Not much you can really do about that I can think of. Sounds like your buddy used too much priming sugar when he bottled that batch :frowning: About the only way to solve the problem is to slowly bleed off the pressure before opening, which you really can’t do with bottles. I had something similar happen with a batch of wheat beer I brewed a couple years ago, as it was in mini-kegs not bottles I was able to dedicate an afternoon to slowly releasing pressure until finally it came out mostly liquid instead of all foam.

Well, basically, you’re screwed. If they are this carbonated this early, what you have isn’t wheat beer, but hand grenades. Give them back to your buddy and ask for some from his next batch. You know, the one he primes CORRECTLY!

Room Temperature just aggravates the problem. Your only hope to sample one of these is to get it real cold, open it all at once, and try to catch the overflow in a pitcher. I’d just dump it…too much trouble.

But they’re good. :frowning:

Do you think they’re dangerous?

If the bottles are sound, and you keep them cold, they probably won’t explode. But I HAVE had bottles explode on me in the past, usually when they get too warm in the summer. These sound like they have the potential for being bombs.

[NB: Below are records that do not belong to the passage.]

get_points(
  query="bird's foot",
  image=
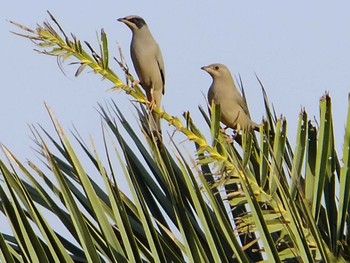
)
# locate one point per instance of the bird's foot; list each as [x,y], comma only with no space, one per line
[228,138]
[152,105]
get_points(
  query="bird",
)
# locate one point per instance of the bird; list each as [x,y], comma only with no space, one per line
[148,63]
[223,91]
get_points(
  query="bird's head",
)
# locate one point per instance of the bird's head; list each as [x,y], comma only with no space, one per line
[217,70]
[133,22]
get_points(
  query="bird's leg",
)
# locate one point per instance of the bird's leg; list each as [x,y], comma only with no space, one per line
[134,83]
[228,138]
[152,103]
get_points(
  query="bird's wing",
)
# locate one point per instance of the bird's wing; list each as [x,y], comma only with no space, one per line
[241,101]
[161,68]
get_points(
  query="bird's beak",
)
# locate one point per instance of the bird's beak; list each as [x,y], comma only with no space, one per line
[205,68]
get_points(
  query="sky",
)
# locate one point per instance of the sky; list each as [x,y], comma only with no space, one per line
[298,49]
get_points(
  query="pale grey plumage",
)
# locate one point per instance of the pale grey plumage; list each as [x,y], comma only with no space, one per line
[223,91]
[148,62]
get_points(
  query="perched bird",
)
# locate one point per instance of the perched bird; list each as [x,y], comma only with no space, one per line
[223,91]
[148,63]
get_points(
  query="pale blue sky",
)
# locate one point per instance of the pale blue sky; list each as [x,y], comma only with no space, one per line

Drink it quick, and ask for more…properly primed.

You have two choices:

Chill the beer.

Open them in an ambient pressure of two or more atmospheres.

That’s a big part of your problem right there. Chill those suckers immediately, and keep them cold. That will go a long way towards reducing the pressure. If you prefer to drink it warm I guess you are going to have to wait until it warms up, or pour it into a glass and warm the glass up under warm running water, or something.

I am a homebrewer and I have never had a bottle explode on me but I have had friends whose bottles exploded on them and it is no joke, believe me. If the pressure in the bottles seems to be getting higher over time I wouldn’t even go near them. It isn’t worth winding up with a faceful of glass shards.

The foaming problem as such could be due to too high a protein content. The high pressure problem itself could be due to either 1) too much priming sugar, 2) bottling too early so that there was still a lot of unfermented sugar in the brew or 3) some type of contamination that is fermenting something else in the brew (for instance, some sugar the yeast don’t normally ferment) and releasing gas in the process.

I agree with LL.

I overprimed a batch and racked it in my closet. Even at room temperature, a few of the bottles had their necks blown off and my coats were drenched.

The problem is only going to get worse as the yeast continue to eat the sugurs and release alcohol and CO2.

I don’t know how effective chilling will be but the pressure within the bottle is a function of its temperature, so chilling will help but who knows how much.

I would open each one now. I would place a towel over the bottle as I open it to protect against glass, and perhaps place it in a bowl to save the beer that overflows.